The first pass effect is a phenomenon in which a drug gets metabolized at a specific location in the body that results in a reduced concentration of the active drug upon reaching its site of action or the systemic circulation. The first pass effect is often associated with the liver, as this is a major site of drug metabolism. However, the first pass effect can also occur in the lungs, vasculature, gastrointestinal tract, and other metabolically active tissues in the body. This effect can become augmented by various factors such as plasma protein concentrations, enzymatic activity, and gastrointestinal motility.[1][2][3][4] The extent to which a patient may experience the first pass effect varies from patient to patient, and this must also be taken into consideration when determining appropriate dosing.[5][1] If the first-pass effect is exceptionally prominent in a patient, the drug may require administration via a different route to bypass the first-pass effect.[6]

Issues of Concern

A significant issue of concern with the first pass effect is taking into account its variability among different individual patients. It is incredibly important that pharmacological dosing considers these natural variations in human metabolism to ensure patients remain within the therapeutic window of the appropriate drug.[5] Also, there have been noted differences in the first pass effect based on gender and age.[7][8]

Clinical Significance

The clinical significance of the first pass effect is crucial to the proper administration and maintenance of pharmacological therapy. Some drugs that undergo considerable first-pass metabolism include alprenolol, 5-fluorouracil, morphine, pentazocine, and mercaptopurine. When given orally, these drugs are quickly metabolized via the first-pass effect, requiring their oral dosages to be much larger than their intravenous dosages. The first pass effect also has an impact on peak drug concentrations, which may result in drug concentration peaks occurring much earlier than they would in a parenteral dose.[1][9]

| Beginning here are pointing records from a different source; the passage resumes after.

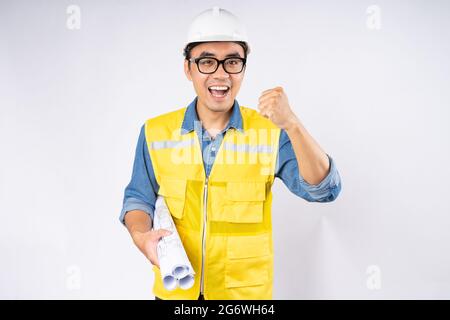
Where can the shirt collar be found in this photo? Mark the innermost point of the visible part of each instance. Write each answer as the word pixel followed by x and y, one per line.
pixel 190 116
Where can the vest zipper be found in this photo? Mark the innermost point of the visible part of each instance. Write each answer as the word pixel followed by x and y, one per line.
pixel 205 206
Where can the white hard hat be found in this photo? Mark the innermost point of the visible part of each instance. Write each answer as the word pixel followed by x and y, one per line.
pixel 217 24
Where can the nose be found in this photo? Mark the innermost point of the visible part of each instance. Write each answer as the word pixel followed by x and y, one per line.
pixel 220 72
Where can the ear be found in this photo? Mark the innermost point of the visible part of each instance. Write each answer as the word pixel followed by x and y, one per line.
pixel 187 72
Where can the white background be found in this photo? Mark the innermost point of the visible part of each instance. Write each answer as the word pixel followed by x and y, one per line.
pixel 72 103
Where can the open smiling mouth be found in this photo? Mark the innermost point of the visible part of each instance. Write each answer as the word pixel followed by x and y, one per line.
pixel 219 91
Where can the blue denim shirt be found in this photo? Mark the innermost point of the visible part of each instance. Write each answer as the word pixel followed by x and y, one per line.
pixel 141 192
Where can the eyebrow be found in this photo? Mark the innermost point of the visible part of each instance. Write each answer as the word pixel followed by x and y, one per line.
pixel 210 54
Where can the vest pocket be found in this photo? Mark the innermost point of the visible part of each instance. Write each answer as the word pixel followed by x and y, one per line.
pixel 248 261
pixel 174 192
pixel 240 202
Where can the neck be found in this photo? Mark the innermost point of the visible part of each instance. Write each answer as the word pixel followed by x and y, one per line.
pixel 213 121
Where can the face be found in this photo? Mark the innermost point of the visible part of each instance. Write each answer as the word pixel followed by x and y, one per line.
pixel 215 100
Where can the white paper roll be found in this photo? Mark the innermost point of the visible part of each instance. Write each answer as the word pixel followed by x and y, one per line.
pixel 176 269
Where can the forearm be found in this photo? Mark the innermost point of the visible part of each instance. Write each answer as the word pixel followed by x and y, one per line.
pixel 312 161
pixel 137 223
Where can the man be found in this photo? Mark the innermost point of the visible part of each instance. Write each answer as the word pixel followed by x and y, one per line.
pixel 215 163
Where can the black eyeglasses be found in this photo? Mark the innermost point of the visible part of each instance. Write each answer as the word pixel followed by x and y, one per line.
pixel 210 65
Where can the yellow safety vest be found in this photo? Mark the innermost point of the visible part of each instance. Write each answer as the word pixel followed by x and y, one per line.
pixel 224 221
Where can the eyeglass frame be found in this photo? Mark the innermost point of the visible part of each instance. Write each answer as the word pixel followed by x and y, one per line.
pixel 219 62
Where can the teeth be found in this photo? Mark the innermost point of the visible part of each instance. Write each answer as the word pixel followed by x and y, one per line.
pixel 218 88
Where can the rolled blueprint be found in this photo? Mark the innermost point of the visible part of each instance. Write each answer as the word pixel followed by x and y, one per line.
pixel 176 269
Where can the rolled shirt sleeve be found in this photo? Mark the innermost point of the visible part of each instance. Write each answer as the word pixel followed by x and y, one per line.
pixel 287 170
pixel 140 193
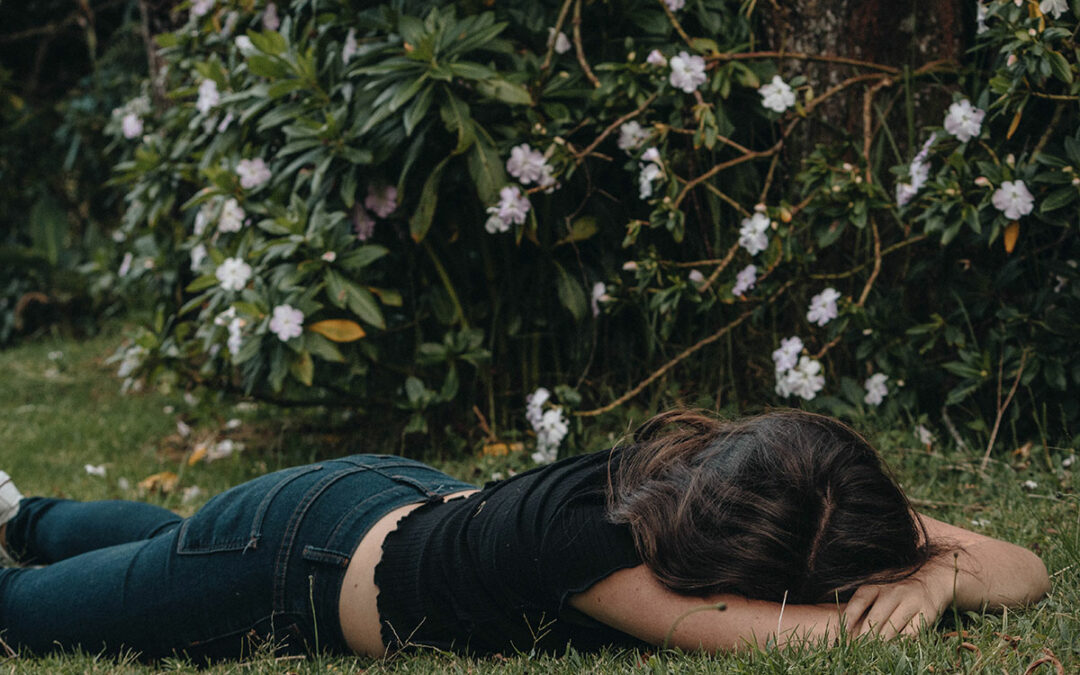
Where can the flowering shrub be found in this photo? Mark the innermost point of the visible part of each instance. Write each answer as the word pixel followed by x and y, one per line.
pixel 457 204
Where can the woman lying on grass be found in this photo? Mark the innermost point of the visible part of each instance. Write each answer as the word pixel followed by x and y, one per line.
pixel 788 518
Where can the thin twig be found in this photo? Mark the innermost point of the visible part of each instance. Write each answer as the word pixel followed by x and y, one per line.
pixel 1002 407
pixel 580 49
pixel 683 355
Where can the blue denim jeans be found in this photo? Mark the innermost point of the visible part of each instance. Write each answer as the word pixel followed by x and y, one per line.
pixel 261 563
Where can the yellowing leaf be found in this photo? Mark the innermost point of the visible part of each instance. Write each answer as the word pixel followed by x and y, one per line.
pixel 164 482
pixel 1012 232
pixel 338 329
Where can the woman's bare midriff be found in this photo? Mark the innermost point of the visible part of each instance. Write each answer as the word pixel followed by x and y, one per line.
pixel 356 606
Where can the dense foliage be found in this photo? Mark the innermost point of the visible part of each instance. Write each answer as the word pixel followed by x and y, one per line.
pixel 424 205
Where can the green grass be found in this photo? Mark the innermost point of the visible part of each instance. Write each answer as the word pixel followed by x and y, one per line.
pixel 57 415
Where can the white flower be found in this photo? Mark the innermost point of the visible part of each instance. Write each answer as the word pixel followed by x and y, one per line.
pixel 787 355
pixel 1054 7
pixel 235 336
pixel 253 173
pixel 525 163
pixel 381 200
pixel 805 380
pixel 599 291
pixel 823 307
pixel 876 389
pixel 512 208
pixel 233 273
pixel 752 233
pixel 963 120
pixel 363 225
pixel 132 125
pixel 632 135
pixel 550 433
pixel 688 72
pixel 198 255
pixel 649 173
pixel 534 406
pixel 744 280
pixel 561 42
pixel 95 471
pixel 350 48
pixel 923 434
pixel 286 323
pixel 777 95
pixel 200 8
pixel 245 45
pixel 125 265
pixel 208 96
pixel 232 217
pixel 270 18
pixel 1013 199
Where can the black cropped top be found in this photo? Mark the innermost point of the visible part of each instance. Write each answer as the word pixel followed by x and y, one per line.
pixel 493 572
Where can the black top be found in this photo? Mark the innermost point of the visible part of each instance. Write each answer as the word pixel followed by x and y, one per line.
pixel 493 572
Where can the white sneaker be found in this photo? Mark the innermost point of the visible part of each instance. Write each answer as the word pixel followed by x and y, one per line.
pixel 9 507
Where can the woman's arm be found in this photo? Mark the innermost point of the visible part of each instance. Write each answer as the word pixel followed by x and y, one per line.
pixel 634 602
pixel 973 572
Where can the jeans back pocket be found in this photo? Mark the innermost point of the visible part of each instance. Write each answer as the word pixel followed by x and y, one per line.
pixel 233 520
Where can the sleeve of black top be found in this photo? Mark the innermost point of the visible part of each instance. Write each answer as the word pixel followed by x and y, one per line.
pixel 581 548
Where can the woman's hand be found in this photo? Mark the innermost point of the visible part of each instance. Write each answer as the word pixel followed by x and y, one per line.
pixel 902 607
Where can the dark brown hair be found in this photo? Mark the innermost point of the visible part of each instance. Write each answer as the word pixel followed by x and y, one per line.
pixel 782 504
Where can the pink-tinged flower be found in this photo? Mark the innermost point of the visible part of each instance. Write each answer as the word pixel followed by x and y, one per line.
pixel 876 389
pixel 688 72
pixel 363 225
pixel 132 125
pixel 777 95
pixel 649 173
pixel 1013 199
pixel 559 42
pixel 823 307
pixel 233 273
pixel 253 173
pixel 787 356
pixel 232 217
pixel 286 323
pixel 270 18
pixel 526 164
pixel 744 280
pixel 632 135
pixel 752 233
pixel 963 120
pixel 350 48
pixel 200 8
pixel 208 96
pixel 805 380
pixel 382 200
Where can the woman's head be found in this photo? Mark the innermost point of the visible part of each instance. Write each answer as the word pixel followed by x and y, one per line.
pixel 785 503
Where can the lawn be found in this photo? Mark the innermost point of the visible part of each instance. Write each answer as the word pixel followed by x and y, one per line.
pixel 63 410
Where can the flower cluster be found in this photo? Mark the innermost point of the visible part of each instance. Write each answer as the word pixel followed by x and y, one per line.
pixel 512 210
pixel 549 424
pixel 777 95
pixel 823 307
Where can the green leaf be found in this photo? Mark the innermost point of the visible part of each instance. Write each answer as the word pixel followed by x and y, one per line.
pixel 570 293
pixel 424 213
pixel 304 368
pixel 504 91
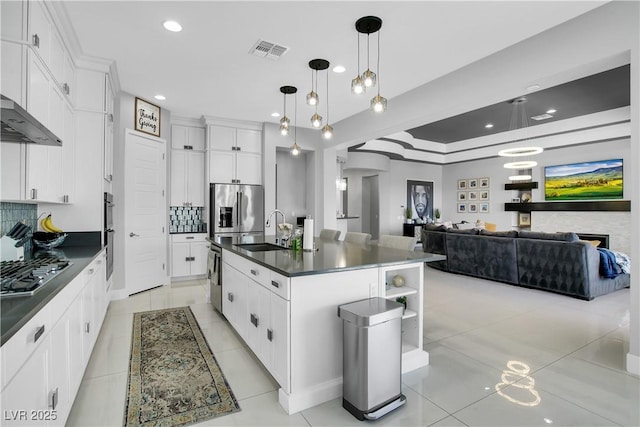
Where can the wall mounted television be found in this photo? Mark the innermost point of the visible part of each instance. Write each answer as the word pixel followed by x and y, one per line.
pixel 584 181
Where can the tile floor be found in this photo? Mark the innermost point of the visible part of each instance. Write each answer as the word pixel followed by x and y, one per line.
pixel 500 355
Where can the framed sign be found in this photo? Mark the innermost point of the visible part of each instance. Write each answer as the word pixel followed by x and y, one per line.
pixel 147 117
pixel 419 199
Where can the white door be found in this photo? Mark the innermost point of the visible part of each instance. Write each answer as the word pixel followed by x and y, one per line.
pixel 145 212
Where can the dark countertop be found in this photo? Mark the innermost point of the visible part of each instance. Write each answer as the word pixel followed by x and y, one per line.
pixel 331 256
pixel 15 312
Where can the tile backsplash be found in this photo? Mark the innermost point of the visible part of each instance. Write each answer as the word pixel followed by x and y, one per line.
pixel 186 220
pixel 10 213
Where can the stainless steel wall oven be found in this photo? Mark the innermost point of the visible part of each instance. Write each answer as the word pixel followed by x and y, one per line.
pixel 108 231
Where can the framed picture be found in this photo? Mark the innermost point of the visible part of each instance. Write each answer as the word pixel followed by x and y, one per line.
pixel 147 117
pixel 420 200
pixel 584 181
pixel 524 219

It is critical to maintain proper serum concentrations of a drug that experiences the first-pass effect; this allows for the maintenance of a safe and effective dose of the drug. Research has shown that monitoring blood concentrations of drugs that experience the first-pass effect is the most viable way to maintain therapeutic concentrations of these drugs.[10] [Level 3]

Nursing, Allied Health, and Interprofessional Team Interventions

The interprofessional healthcare team, e.g., physicians, nurses, pharmacists, etc., needs to work together to ensure the safety and efficacy of pharmacotherapy. Importantly, the healthcare team needs to monitor for signs of adverse drug reactions. The pharmacist should verify the dosing and perform a drug interaction check. Nurses can monitor adverse events and make preliminary assessments of treatment effectiveness on subsequent visits. The application of basic pharmacokinetic concepts, e.g., the first pass effect, can ensure the appropriate drug route of administration and dosing of the patient.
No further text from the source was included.